Durante años tuve la pesadilla de que, en realidad, había una asignatura de la licenciatura que no había aprobado; que, llegado el día de la defensa de la tesis doctoral, en realidad no la había terminado… Imagino que algo parecido puede haber angustiado a quienes superaron una oposición, o un exigente proceso de selección, o que obtuvieron la nota requerida en el MIR para la especialidad deseada o la de la EVAU para cursar el grado anhelado. Imagino que a Abascal también le angustió, en alguna de sus noches posteriores a su gesta, que existe un Chesire que cuenta con una última aceleración y le supera en el último centímetro. 
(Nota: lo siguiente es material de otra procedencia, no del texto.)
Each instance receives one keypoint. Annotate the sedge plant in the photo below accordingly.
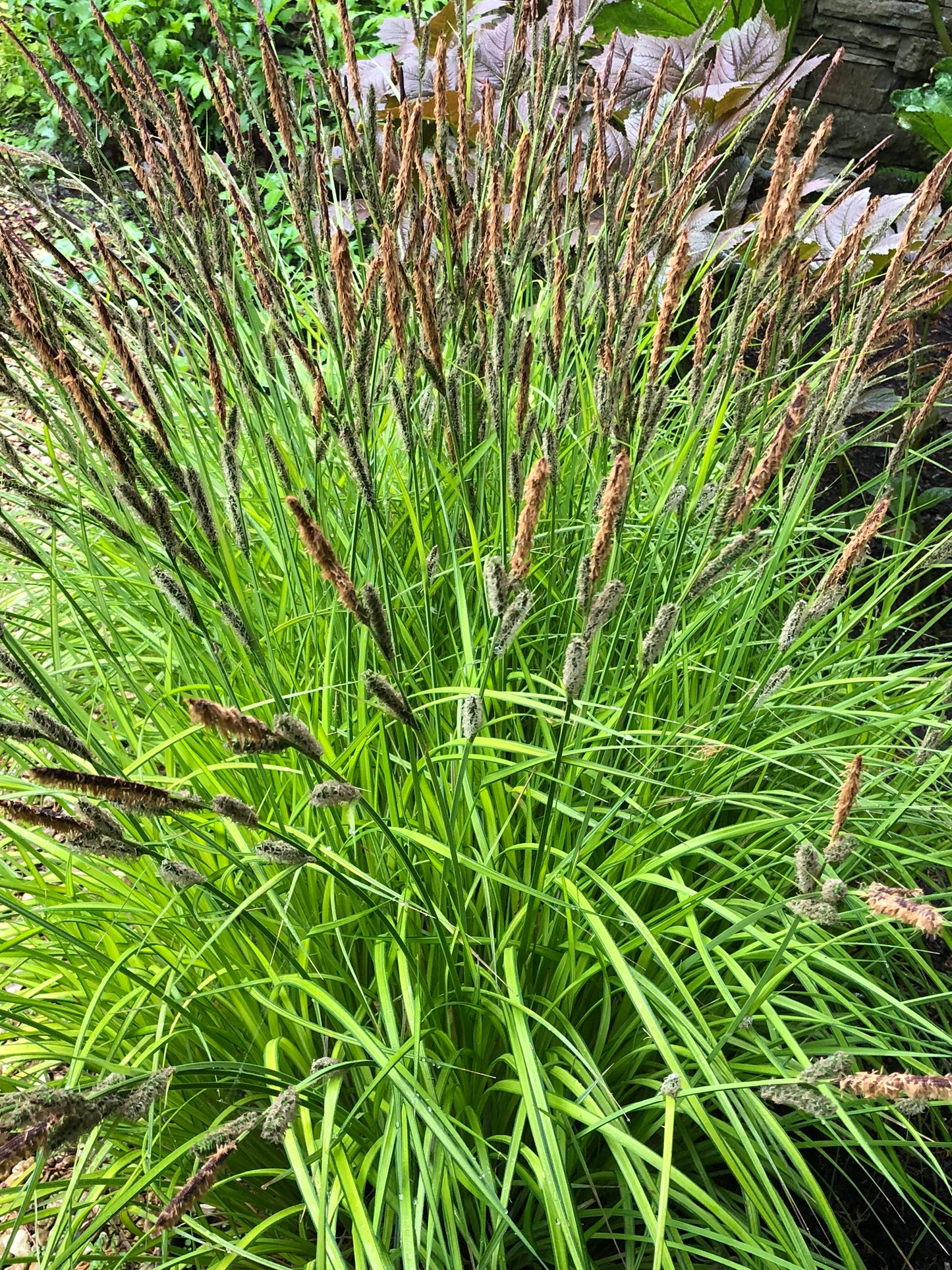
(455, 730)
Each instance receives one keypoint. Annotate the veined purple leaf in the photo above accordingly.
(646, 53)
(752, 52)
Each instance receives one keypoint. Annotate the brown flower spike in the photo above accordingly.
(612, 504)
(857, 545)
(775, 453)
(898, 1085)
(323, 556)
(847, 797)
(534, 497)
(229, 722)
(198, 1185)
(898, 902)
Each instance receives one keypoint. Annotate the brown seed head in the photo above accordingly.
(857, 544)
(347, 31)
(534, 496)
(898, 1085)
(611, 508)
(897, 902)
(520, 172)
(767, 230)
(229, 722)
(393, 289)
(115, 789)
(198, 1185)
(323, 556)
(345, 285)
(775, 453)
(847, 797)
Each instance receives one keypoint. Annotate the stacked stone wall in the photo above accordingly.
(889, 45)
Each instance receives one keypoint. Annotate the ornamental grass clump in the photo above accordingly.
(380, 752)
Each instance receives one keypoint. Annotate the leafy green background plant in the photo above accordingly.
(928, 111)
(682, 17)
(173, 37)
(513, 938)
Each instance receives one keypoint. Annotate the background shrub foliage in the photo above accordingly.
(431, 656)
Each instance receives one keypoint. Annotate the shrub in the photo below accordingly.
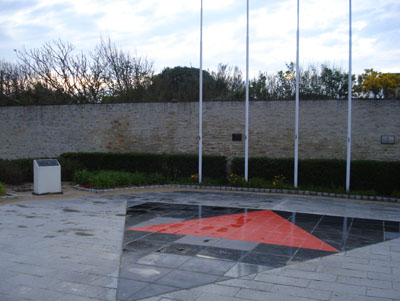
(110, 178)
(16, 172)
(171, 166)
(381, 177)
(82, 177)
(235, 180)
(2, 189)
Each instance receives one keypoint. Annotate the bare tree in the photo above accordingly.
(127, 77)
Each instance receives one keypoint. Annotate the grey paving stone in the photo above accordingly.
(338, 287)
(198, 240)
(183, 295)
(380, 276)
(151, 290)
(347, 297)
(308, 275)
(143, 273)
(286, 290)
(250, 284)
(208, 266)
(241, 269)
(215, 297)
(163, 260)
(383, 293)
(235, 244)
(217, 289)
(341, 271)
(364, 282)
(128, 287)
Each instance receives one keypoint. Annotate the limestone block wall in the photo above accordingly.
(172, 127)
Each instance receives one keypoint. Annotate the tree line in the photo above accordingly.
(56, 74)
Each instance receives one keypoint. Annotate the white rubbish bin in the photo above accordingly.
(46, 176)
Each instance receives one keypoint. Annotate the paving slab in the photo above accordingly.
(61, 249)
(69, 248)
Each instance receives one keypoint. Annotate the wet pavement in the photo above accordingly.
(168, 247)
(191, 245)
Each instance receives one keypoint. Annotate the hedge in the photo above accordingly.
(16, 172)
(381, 176)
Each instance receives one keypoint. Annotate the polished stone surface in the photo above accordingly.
(216, 243)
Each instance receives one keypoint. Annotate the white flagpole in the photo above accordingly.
(349, 107)
(201, 96)
(296, 134)
(246, 136)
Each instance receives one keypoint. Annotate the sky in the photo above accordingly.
(167, 32)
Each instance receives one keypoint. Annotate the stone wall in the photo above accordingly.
(172, 127)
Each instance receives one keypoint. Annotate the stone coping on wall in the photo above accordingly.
(245, 189)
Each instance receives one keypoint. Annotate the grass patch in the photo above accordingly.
(105, 179)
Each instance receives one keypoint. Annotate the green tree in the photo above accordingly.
(374, 84)
(182, 83)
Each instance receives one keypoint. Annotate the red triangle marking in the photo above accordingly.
(258, 226)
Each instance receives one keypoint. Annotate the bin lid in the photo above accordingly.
(47, 162)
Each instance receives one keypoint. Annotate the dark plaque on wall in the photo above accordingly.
(236, 137)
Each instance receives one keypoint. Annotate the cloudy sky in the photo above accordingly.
(167, 31)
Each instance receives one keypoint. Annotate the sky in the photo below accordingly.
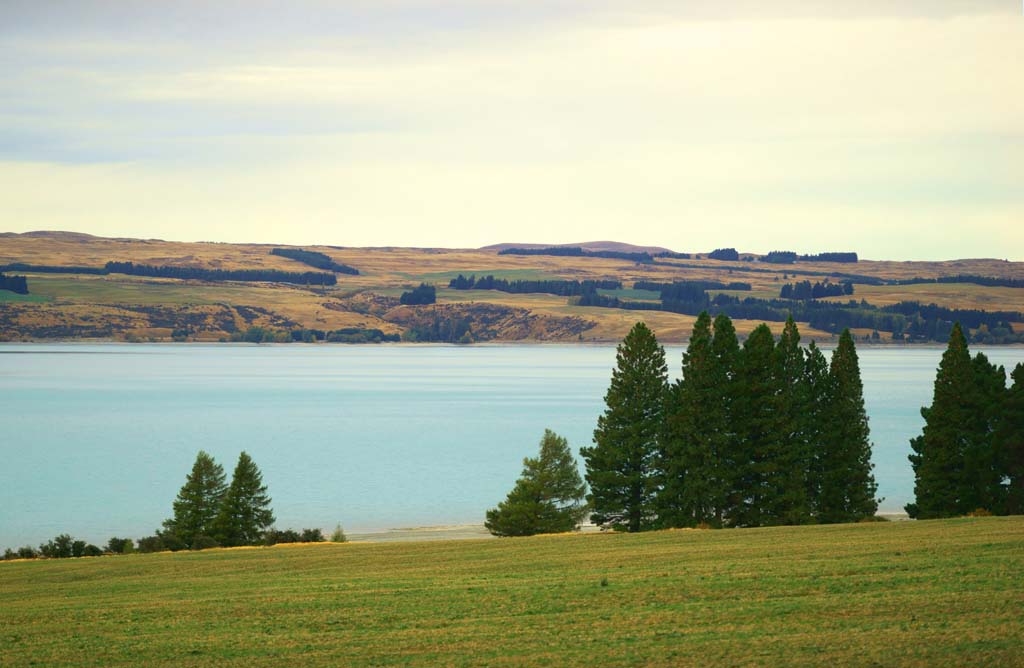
(891, 128)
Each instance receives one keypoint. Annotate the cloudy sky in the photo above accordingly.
(893, 128)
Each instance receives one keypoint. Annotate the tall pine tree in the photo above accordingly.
(245, 512)
(1010, 440)
(547, 498)
(198, 501)
(938, 457)
(622, 464)
(754, 418)
(847, 487)
(787, 462)
(697, 431)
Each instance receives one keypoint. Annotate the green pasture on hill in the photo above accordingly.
(911, 593)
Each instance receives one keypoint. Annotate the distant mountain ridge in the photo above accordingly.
(586, 245)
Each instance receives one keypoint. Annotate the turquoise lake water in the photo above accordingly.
(95, 441)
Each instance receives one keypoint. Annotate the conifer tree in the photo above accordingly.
(847, 485)
(786, 455)
(1010, 440)
(199, 500)
(754, 419)
(547, 498)
(245, 512)
(815, 423)
(621, 465)
(696, 429)
(938, 457)
(981, 484)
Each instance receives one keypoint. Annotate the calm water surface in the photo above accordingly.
(96, 440)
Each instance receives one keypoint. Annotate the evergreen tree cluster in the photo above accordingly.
(15, 284)
(779, 257)
(576, 251)
(316, 259)
(829, 257)
(208, 511)
(804, 290)
(767, 433)
(725, 254)
(276, 276)
(424, 294)
(700, 285)
(970, 455)
(562, 288)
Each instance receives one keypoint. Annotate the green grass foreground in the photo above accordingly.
(925, 593)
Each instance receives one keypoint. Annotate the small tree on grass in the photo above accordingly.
(199, 501)
(547, 498)
(245, 511)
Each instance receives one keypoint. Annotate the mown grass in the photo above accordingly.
(903, 593)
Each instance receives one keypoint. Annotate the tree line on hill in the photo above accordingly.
(804, 290)
(700, 285)
(766, 433)
(788, 257)
(970, 455)
(574, 251)
(562, 288)
(165, 272)
(424, 294)
(315, 259)
(906, 320)
(988, 281)
(15, 284)
(207, 512)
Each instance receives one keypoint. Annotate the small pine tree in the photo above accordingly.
(245, 511)
(547, 498)
(199, 500)
(621, 466)
(847, 485)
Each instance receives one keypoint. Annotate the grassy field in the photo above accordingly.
(921, 593)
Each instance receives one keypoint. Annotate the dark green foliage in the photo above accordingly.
(562, 288)
(829, 257)
(16, 284)
(245, 511)
(58, 548)
(693, 470)
(728, 254)
(151, 544)
(275, 276)
(622, 465)
(204, 543)
(805, 290)
(843, 457)
(314, 258)
(574, 251)
(424, 294)
(779, 257)
(547, 498)
(199, 500)
(788, 463)
(955, 460)
(120, 545)
(1010, 440)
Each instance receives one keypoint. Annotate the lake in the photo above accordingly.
(97, 439)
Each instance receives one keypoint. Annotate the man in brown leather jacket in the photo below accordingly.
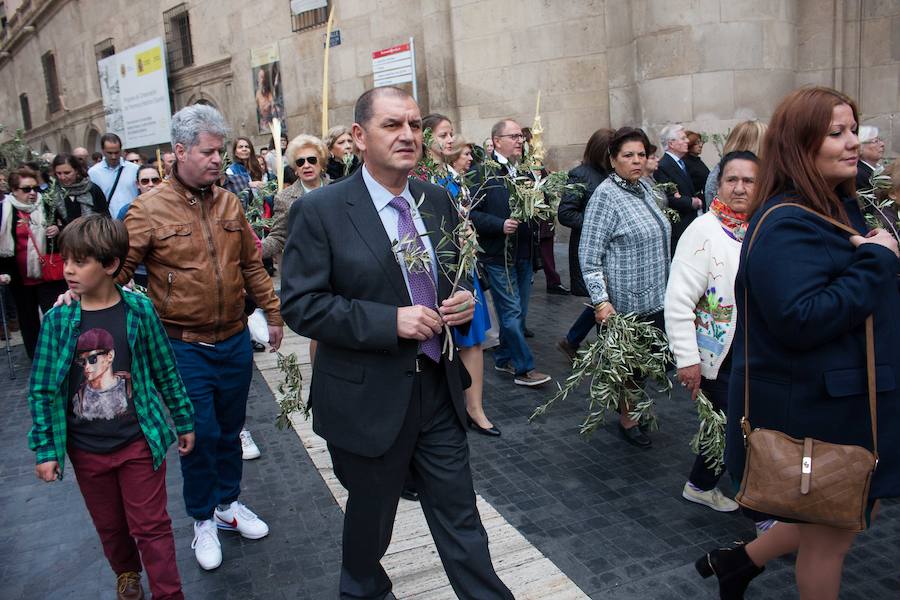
(201, 255)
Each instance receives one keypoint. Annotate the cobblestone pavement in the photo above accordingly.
(609, 515)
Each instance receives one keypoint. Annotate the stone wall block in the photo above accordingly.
(880, 90)
(713, 95)
(729, 46)
(757, 93)
(779, 45)
(666, 54)
(666, 100)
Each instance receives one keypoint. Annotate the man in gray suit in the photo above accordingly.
(383, 395)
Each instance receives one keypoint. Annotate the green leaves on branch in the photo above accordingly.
(290, 399)
(627, 355)
(709, 441)
(877, 207)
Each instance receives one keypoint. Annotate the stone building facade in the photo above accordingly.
(598, 63)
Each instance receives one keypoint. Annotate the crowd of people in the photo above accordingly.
(653, 232)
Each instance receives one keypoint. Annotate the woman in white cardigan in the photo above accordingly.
(700, 306)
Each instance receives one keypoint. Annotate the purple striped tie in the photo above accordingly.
(421, 284)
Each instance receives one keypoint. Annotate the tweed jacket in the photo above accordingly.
(273, 244)
(624, 250)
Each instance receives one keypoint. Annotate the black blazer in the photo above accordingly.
(571, 215)
(341, 285)
(863, 176)
(669, 172)
(809, 293)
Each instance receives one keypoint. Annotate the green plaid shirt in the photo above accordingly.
(153, 373)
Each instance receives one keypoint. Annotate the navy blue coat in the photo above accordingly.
(810, 291)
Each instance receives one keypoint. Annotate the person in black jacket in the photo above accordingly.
(590, 173)
(673, 169)
(697, 169)
(871, 151)
(804, 290)
(76, 194)
(508, 251)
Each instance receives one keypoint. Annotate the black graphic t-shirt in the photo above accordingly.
(101, 416)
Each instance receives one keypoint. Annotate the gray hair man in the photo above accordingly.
(201, 255)
(685, 199)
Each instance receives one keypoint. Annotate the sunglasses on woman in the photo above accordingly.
(91, 358)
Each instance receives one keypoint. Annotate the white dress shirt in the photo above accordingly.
(390, 220)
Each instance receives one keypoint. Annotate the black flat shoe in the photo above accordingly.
(732, 567)
(491, 431)
(634, 436)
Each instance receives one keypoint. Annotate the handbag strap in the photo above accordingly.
(34, 243)
(870, 334)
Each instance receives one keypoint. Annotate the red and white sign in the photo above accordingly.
(394, 65)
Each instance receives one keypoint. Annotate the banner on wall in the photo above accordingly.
(135, 90)
(266, 72)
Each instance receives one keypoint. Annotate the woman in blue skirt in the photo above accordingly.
(456, 155)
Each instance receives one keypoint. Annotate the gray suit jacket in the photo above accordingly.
(341, 285)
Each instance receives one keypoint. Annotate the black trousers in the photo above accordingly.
(432, 446)
(717, 391)
(30, 298)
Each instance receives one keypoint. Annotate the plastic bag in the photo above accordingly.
(258, 326)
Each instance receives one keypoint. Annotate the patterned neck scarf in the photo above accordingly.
(733, 223)
(632, 188)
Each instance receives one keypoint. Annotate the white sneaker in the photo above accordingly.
(206, 544)
(243, 520)
(249, 449)
(714, 499)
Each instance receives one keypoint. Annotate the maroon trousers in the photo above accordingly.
(127, 502)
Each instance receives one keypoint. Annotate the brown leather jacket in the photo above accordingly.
(200, 255)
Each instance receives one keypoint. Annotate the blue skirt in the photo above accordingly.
(481, 321)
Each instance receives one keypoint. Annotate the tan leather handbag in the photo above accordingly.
(808, 480)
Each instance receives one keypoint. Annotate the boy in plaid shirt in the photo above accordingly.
(103, 368)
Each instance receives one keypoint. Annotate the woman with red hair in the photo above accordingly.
(809, 287)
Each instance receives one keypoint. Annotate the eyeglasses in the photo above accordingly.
(303, 160)
(91, 358)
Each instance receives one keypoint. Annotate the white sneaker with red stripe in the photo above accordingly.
(243, 520)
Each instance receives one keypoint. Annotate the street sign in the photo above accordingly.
(335, 39)
(394, 65)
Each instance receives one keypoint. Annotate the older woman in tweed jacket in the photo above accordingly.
(624, 249)
(306, 155)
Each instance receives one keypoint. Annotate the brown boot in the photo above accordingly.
(128, 586)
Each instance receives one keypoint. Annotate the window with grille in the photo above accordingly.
(51, 82)
(179, 52)
(26, 111)
(303, 18)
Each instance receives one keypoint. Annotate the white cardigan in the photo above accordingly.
(700, 310)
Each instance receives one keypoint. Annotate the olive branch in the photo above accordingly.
(627, 351)
(290, 391)
(709, 441)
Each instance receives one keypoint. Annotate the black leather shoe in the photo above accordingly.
(732, 567)
(635, 437)
(489, 431)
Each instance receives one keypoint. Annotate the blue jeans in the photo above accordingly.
(217, 379)
(511, 291)
(581, 327)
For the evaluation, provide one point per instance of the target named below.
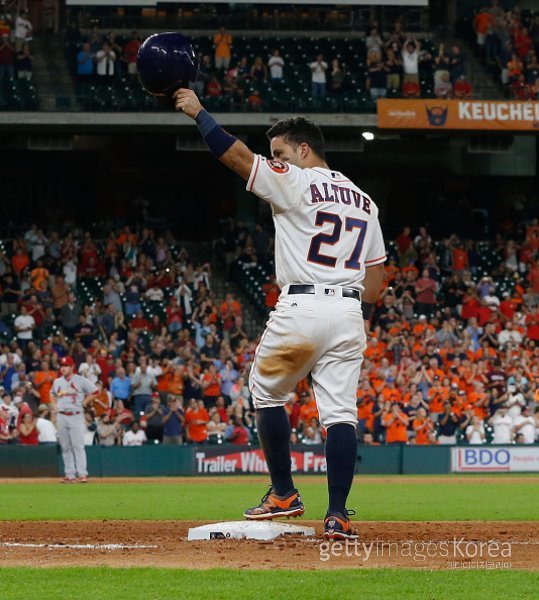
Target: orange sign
(435, 114)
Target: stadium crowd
(452, 356)
(16, 33)
(385, 62)
(508, 42)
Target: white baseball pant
(71, 437)
(322, 334)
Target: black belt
(329, 291)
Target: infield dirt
(408, 547)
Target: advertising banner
(435, 114)
(495, 459)
(211, 460)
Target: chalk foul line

Y también pienso que hay en esto de las medallas una curiosa relación entre el valor y la preferencia: siendo la plata mejor que el bronce, no es inmediatamente obvio que se prefiera ser segundo a tercero si pensamos en la frustración de no haber logrado ganar frente a la satisfacción de haber podido subir a un podio olímpico y no quedarse a las puertas. Así lo vuelvo a pensar cuando recupero en YouTube la carrera de aquel 11 de agosto de 1984 y veo a Abascal con los brazos alzados durante un rato largo y escucho de nuevo el grito desaforado del legendario y entrañable comentarista José Ángel de la Casa en una narración cuyo tono y reverberación alimenta la nostalgia de aquel verano de mis 16 años: «¡Qué espléndida carrera la del santanderino!».